I was wondering about having breakfast earlier and making it smaller on nursery days. The nursery staff do have to provide 1:1 on occasions with children so they are being very unreasonable about this. Also, children often will join in when they are left on their own to think about it. Why can't she be ignored and not made to have a tantrum? Children, in the end, like to be with others, doing what the others are doing. If she thought there was something exciting on the table, I bet she would join it.

WireCat · 20/02/2015 11:13

I think it's shit.

She's not yet even 3. She wants to play & understandably so. Also, again the emphasis on snacking. There is another thread at the moment saying snacks are bad & we shouldn't encourage snacking.

Poor girl isn't old enough to understand.

I'd move her myself, Nevermind them kicking her out.

Coffeethrowtrampbitch · 20/02/2015 11:20

My DC went to a playgroup similar to insancerre's with rolling snack, children were always offered snack but not forced to take it. It doesn't sound like a very good playgroup and I would move your dd if at all possible.

Do they do a circle time or any time where they sit down without snack together, and if so does your dd sit down then? My friend is a nursery practitioner and says that the children who come from playgroup sit nicely during group activities, and to her that would be more valuable than always eating a snack.

Starlightbright1 · 20/02/2015 11:40

I am a CM and don't think the pre school response is great.

This is pre school not school. Been school ready means been able to sit listen and follow instructions not at 2 and a half...

I would not be changing meals around if she doesn't usually snack but eats well other times.

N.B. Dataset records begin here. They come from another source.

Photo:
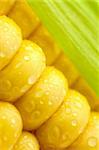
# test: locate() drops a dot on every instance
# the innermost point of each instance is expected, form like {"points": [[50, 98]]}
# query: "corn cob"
{"points": [[10, 126], [82, 86], [38, 34], [22, 14], [89, 140], [54, 117], [65, 65], [5, 6], [27, 141], [42, 37], [10, 40]]}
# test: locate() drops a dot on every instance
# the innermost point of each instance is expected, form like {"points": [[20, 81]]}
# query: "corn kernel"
{"points": [[10, 126], [10, 40], [23, 71], [62, 129], [89, 139], [27, 141]]}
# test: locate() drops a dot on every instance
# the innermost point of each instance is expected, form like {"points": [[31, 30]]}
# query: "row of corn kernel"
{"points": [[59, 115], [14, 74], [30, 25]]}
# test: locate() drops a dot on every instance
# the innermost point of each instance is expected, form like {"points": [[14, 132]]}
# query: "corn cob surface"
{"points": [[69, 121], [26, 141]]}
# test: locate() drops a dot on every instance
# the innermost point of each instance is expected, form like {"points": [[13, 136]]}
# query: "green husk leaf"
{"points": [[74, 25]]}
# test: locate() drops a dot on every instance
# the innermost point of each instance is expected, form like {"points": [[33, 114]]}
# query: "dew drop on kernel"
{"points": [[31, 80], [27, 58], [50, 103], [36, 114], [68, 110], [24, 89], [41, 102], [74, 114], [92, 142], [18, 65], [7, 84], [2, 55]]}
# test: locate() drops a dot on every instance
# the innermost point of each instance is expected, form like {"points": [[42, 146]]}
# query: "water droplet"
{"points": [[13, 121], [5, 138], [68, 110], [18, 65], [2, 55], [41, 102], [50, 103], [92, 141], [31, 80], [74, 123], [7, 84], [29, 106], [36, 114], [27, 58], [39, 93], [74, 114], [24, 89]]}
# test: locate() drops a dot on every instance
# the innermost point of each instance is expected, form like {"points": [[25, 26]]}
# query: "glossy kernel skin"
{"points": [[23, 15], [23, 71], [26, 141], [10, 126], [5, 6], [44, 98], [89, 139], [66, 66], [65, 126], [10, 40]]}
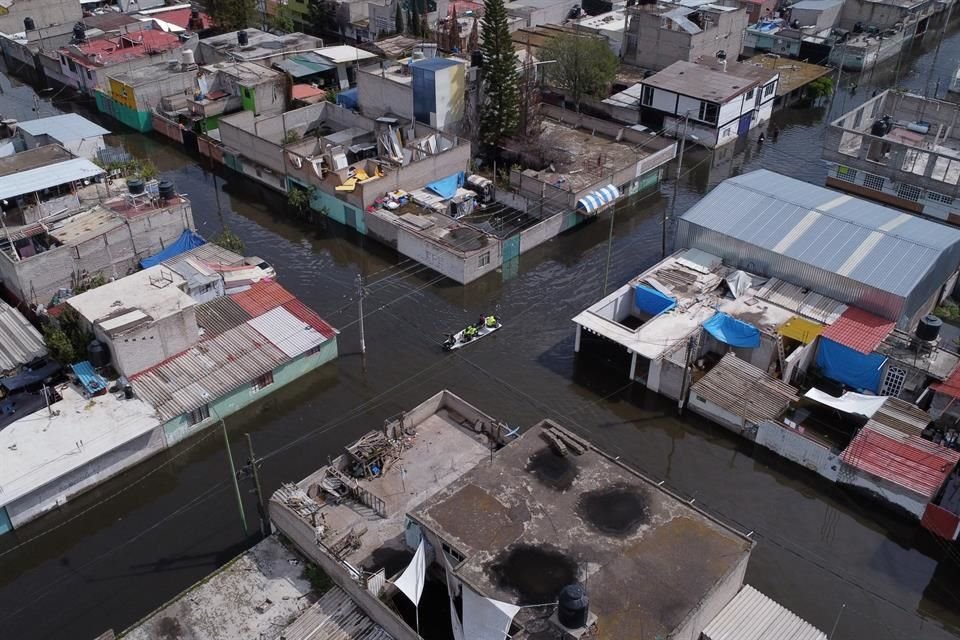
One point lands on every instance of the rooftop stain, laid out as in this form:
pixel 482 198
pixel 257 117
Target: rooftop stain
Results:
pixel 536 573
pixel 615 510
pixel 552 470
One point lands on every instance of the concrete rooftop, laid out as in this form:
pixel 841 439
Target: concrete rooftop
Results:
pixel 155 291
pixel 39 448
pixel 532 521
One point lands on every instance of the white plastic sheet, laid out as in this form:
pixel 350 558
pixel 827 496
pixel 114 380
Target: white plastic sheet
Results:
pixel 849 402
pixel 413 577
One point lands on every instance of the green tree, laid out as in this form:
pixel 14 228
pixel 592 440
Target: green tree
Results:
pixel 822 87
pixel 585 66
pixel 231 15
pixel 230 241
pixel 500 109
pixel 398 18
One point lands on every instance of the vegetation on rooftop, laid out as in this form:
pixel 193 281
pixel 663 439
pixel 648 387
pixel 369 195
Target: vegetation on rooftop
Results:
pixel 500 110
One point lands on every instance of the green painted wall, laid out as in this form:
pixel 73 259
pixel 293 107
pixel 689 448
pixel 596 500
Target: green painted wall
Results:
pixel 336 209
pixel 139 120
pixel 178 429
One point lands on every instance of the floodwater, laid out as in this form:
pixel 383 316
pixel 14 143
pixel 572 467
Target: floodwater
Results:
pixel 111 556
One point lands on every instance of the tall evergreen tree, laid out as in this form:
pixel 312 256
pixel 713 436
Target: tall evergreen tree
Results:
pixel 398 18
pixel 500 109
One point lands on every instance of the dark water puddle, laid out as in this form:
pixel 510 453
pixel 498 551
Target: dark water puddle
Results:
pixel 536 573
pixel 553 470
pixel 614 510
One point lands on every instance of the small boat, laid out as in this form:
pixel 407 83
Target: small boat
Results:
pixel 465 336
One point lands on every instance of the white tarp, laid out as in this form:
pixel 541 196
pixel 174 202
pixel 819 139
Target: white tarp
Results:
pixel 486 618
pixel 413 577
pixel 849 402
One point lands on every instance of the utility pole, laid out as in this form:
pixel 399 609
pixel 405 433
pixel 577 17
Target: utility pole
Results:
pixel 363 340
pixel 233 476
pixel 676 189
pixel 254 465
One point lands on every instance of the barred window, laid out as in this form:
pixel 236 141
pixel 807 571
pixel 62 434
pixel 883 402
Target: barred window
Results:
pixel 873 182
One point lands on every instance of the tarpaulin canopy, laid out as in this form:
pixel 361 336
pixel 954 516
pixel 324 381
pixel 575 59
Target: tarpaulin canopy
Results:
pixel 188 240
pixel 446 188
pixel 729 330
pixel 596 199
pixel 849 366
pixel 649 300
pixel 849 402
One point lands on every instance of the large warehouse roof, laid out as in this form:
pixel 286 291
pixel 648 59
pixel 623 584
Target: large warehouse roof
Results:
pixel 866 242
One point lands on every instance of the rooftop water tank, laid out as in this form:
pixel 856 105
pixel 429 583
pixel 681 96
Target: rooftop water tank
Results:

I would ask them how they intend to manage it.. I find the insistence she has sits and has snack very over the top. They are almost creating food issue

temporarilyjerry · 21/02/2015 21:36

I agree with PPs. At the school where I work, in Reception (i.e. children twice your DD's age) snacks are offered but there is no set snack time.

Viviennemary · 21/02/2015 21:40

I think they should give her a book or small toy and say she must sit quietly while the others have their snack. Or have a drink of something. I don't think it's the not eating that's the problem it's the not wanting to sit still. It's worth trying a smaller breakfast as someone else suggested. But I thought we were all supposed to be getting out of the habit of snacking for the sake of it. Doesn't seem common sense is being applied by the leaders of the playgroup.

cartoonsaveme · 21/02/2015 22:37

I agree totally with viv

TwoOddSocks · 22/02/2015 16:39

I'm with everyone else. It sounds far too inflexible for a not even 3 year old. This is well within the normal range of behaviour that they should be able to cope with.